The violaceus jay is 33 to 37 cm long and weighs about 260 g. The sexes have similar plumage. Adult males of the nominate subspecies have a blackish forecrown and a blackish or dark sepia crown and sides of the head and neck. Their nape is pale bluish white that becomes pale blue at the base of the nape. Their upper back is pale violaceous blue and the rest of their upperparts a darker violaceous blue. Their primaries are blackish with violaceous blue on their outer edges. Their tail is indigo-blue. Their throat and upper breast are the same blackish or dark sepia as the sides of the head, and the rest of their underparts are violaceous blue. The undersides of their wings and tail have a blackish tinge. Adult females have a grayish tinge on their underparts and are otherwise like males. Subspecies C. v. pallidus has the same pattern as the nominate but is significantly paler overall. Juveniles are overall slightly grayer than adults. Both subspecies have a dark brown iris, a black bill, and black legs and feet.

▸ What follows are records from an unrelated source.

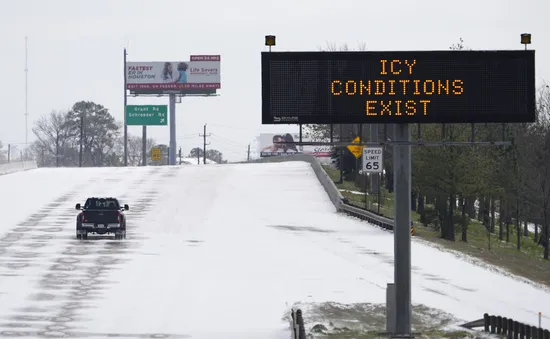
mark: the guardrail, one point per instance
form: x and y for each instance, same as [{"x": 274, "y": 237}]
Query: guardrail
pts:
[
  {"x": 339, "y": 201},
  {"x": 508, "y": 327},
  {"x": 297, "y": 324},
  {"x": 17, "y": 166}
]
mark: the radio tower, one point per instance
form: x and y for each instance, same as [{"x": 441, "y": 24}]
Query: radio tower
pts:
[{"x": 26, "y": 96}]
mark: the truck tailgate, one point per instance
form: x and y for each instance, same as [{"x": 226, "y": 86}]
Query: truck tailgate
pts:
[{"x": 100, "y": 216}]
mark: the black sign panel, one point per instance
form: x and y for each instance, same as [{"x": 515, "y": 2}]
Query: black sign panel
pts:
[{"x": 398, "y": 87}]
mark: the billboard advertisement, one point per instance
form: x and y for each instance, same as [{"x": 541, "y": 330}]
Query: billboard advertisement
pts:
[
  {"x": 201, "y": 72},
  {"x": 270, "y": 145}
]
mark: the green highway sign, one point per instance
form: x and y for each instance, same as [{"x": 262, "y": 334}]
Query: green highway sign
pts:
[{"x": 146, "y": 115}]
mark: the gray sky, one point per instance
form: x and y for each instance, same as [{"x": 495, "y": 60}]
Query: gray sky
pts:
[{"x": 75, "y": 50}]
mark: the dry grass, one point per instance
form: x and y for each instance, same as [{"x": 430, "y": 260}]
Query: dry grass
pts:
[{"x": 527, "y": 262}]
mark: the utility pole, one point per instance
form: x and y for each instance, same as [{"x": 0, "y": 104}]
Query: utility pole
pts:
[
  {"x": 26, "y": 96},
  {"x": 125, "y": 123},
  {"x": 81, "y": 137},
  {"x": 204, "y": 144}
]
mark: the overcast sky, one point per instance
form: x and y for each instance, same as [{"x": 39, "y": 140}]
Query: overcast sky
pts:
[{"x": 75, "y": 50}]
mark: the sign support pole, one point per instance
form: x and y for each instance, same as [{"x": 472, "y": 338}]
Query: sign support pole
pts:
[
  {"x": 144, "y": 145},
  {"x": 401, "y": 232},
  {"x": 125, "y": 125},
  {"x": 374, "y": 138},
  {"x": 172, "y": 148}
]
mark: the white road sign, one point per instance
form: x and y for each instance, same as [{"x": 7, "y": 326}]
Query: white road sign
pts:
[{"x": 373, "y": 159}]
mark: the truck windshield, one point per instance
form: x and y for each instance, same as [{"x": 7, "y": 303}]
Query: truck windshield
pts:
[{"x": 100, "y": 203}]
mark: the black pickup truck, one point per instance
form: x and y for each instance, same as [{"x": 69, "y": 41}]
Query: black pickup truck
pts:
[{"x": 101, "y": 216}]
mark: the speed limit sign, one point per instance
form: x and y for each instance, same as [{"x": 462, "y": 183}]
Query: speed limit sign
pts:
[{"x": 373, "y": 159}]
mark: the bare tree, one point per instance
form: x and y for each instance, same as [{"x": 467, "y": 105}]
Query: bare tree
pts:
[
  {"x": 135, "y": 149},
  {"x": 53, "y": 136},
  {"x": 534, "y": 157}
]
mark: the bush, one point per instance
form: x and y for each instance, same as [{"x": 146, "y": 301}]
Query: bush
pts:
[{"x": 430, "y": 217}]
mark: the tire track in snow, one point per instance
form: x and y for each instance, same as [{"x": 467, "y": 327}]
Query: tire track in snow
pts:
[
  {"x": 21, "y": 247},
  {"x": 76, "y": 280}
]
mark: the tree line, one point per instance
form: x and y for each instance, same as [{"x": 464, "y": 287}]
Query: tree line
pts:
[
  {"x": 88, "y": 135},
  {"x": 505, "y": 188}
]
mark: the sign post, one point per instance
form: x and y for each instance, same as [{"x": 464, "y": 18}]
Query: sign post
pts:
[
  {"x": 146, "y": 115},
  {"x": 373, "y": 159},
  {"x": 399, "y": 88},
  {"x": 156, "y": 154}
]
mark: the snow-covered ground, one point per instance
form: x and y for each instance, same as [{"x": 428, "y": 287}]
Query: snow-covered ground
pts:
[
  {"x": 220, "y": 251},
  {"x": 196, "y": 161}
]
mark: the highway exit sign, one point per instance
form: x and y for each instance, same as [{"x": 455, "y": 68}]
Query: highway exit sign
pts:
[{"x": 146, "y": 115}]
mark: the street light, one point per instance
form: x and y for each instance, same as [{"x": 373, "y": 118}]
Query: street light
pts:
[
  {"x": 270, "y": 41},
  {"x": 525, "y": 39}
]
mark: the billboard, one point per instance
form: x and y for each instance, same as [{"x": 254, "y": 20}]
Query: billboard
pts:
[
  {"x": 398, "y": 87},
  {"x": 270, "y": 145},
  {"x": 201, "y": 73}
]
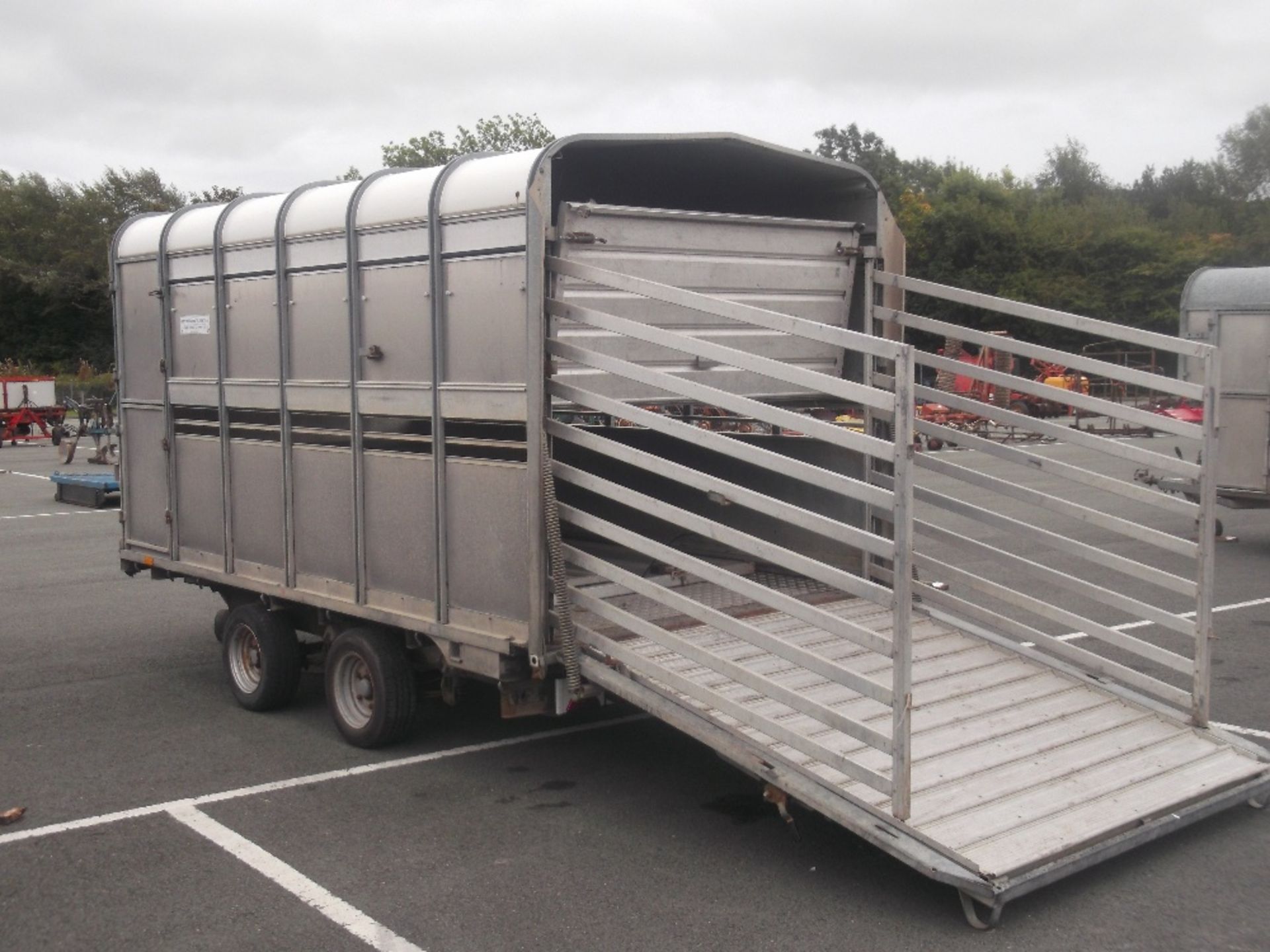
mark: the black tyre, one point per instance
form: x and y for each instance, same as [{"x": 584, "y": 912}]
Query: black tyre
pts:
[
  {"x": 219, "y": 623},
  {"x": 370, "y": 687},
  {"x": 262, "y": 658}
]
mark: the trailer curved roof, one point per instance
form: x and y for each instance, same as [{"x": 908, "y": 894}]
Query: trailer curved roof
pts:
[
  {"x": 1227, "y": 290},
  {"x": 476, "y": 186}
]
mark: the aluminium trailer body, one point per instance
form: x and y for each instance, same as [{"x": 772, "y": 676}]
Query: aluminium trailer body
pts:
[
  {"x": 566, "y": 420},
  {"x": 1230, "y": 307}
]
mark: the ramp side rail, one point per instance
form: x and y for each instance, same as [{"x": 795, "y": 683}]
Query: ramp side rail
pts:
[
  {"x": 890, "y": 688},
  {"x": 1173, "y": 669}
]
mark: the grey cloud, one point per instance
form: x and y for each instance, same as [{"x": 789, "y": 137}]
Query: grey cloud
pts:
[{"x": 267, "y": 95}]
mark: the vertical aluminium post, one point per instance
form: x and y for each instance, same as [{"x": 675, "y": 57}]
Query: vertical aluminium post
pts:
[
  {"x": 437, "y": 284},
  {"x": 868, "y": 364},
  {"x": 355, "y": 371},
  {"x": 1201, "y": 688},
  {"x": 165, "y": 298},
  {"x": 284, "y": 292},
  {"x": 222, "y": 309},
  {"x": 902, "y": 588},
  {"x": 538, "y": 407},
  {"x": 121, "y": 382}
]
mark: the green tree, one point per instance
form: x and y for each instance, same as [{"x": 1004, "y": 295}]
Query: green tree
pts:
[
  {"x": 218, "y": 194},
  {"x": 55, "y": 305},
  {"x": 869, "y": 150},
  {"x": 1070, "y": 172},
  {"x": 1245, "y": 151},
  {"x": 493, "y": 135}
]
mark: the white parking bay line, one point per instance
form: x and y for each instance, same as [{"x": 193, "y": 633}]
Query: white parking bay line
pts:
[
  {"x": 1238, "y": 729},
  {"x": 69, "y": 512},
  {"x": 294, "y": 881},
  {"x": 54, "y": 828}
]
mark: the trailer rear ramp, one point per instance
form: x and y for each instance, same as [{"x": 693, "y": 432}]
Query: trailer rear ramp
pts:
[
  {"x": 747, "y": 574},
  {"x": 1015, "y": 766}
]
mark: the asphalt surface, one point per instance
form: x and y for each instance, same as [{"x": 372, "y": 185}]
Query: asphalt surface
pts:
[{"x": 622, "y": 837}]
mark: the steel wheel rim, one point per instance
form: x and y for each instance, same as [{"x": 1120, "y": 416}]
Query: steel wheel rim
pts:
[
  {"x": 355, "y": 691},
  {"x": 244, "y": 654}
]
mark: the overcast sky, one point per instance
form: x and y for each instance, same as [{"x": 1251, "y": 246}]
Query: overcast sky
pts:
[{"x": 267, "y": 95}]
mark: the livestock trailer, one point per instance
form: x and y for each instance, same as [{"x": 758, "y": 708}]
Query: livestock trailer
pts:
[
  {"x": 1230, "y": 307},
  {"x": 572, "y": 422}
]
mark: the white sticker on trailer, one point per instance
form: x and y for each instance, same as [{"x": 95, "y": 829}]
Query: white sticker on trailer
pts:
[{"x": 196, "y": 324}]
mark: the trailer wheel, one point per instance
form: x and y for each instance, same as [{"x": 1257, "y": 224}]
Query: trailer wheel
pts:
[
  {"x": 262, "y": 658},
  {"x": 370, "y": 687}
]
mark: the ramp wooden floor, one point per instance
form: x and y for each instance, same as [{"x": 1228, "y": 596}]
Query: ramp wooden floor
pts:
[{"x": 1014, "y": 763}]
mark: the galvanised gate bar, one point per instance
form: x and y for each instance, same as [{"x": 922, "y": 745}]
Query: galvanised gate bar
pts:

==Distribution and habitat==

The violaceous jay is primarily a bird of the western Amazon Basin. Subspecies C. v. pallidus is the more northerly of the two and has a much smaller range than the nominate. It is found in northern and northeastern Anzoátegui state in northern Venezuela. The nominate subspecies is found in Venezuela from southern Anzoátegui south through Amazonas. It also is found on the eastern side of the Andes from Portuguesa south to Táchira. Its range continues south through western Brazil and the eastern half of Colombia, eastern Ecuador, and eastern Peru into northern Bolivia. The eastern edge of its Brazilian range follows a line roughly from Roraima south to western Mato Grosso. Though some sources include Guyana in the species' range, the South American Classification Committee has no documented records and callis it "unconfirmed" in that country.

The violaceous jay inhabits a variety of forested landscapes both primary and secondary. It tends to be more numerous along watercourses. In Brazil, Ecuador, and Peru it favors várzea forest. In Venezuela it ranges in elevation up to 400 m and in Brazil to 1000 m. In Colombia it is found below 1200 m, in Ecuador mostly below 500 m, and in Peru mostly below 900 m but locally as high as 1400 m.

==Behavior==
===Movement===

The violaceous jay is a year-round resident.

===Feeding===

The violaceous jay is omnivorous. It primarily feeds on fruit, arthropods, and eggs, and has been observed feeding on lizards. It forages in flocks of up to about 12 individuals, keeping mostly in the forest's canopy.

===Breeding===

The one described violaceous jay nest was found with five eggs in April in Venezuela. It was made from large twigs with a lining of fine plant fibers and placed about 9 m above the ground in the crown of a tree. The eggs were bluish white with many brown speckles. Its full breeding season and incubation period, time to fledging, and details of parental care are not known.

===Vocalization===

The violaceous jay's typical call is "a downwardly inflected Jeeeer! given several times". It also makes "a clop-clop-clop-clop, various quiet chortling gurgles, a descending ripple, and a guttural clicking".

==Status==

The IUCN has assessed the violaceous jay as being of Least Concern. It has a very large range; its population size is not known and is believed to be decreasing. No immediate threats have been identified. It is considered "uncommon to locally fairly common" in Venezuela, common in Colombia and Ecuador, "uncommon but widespread" in Peru, and "frequent to uncommon" in Brazil.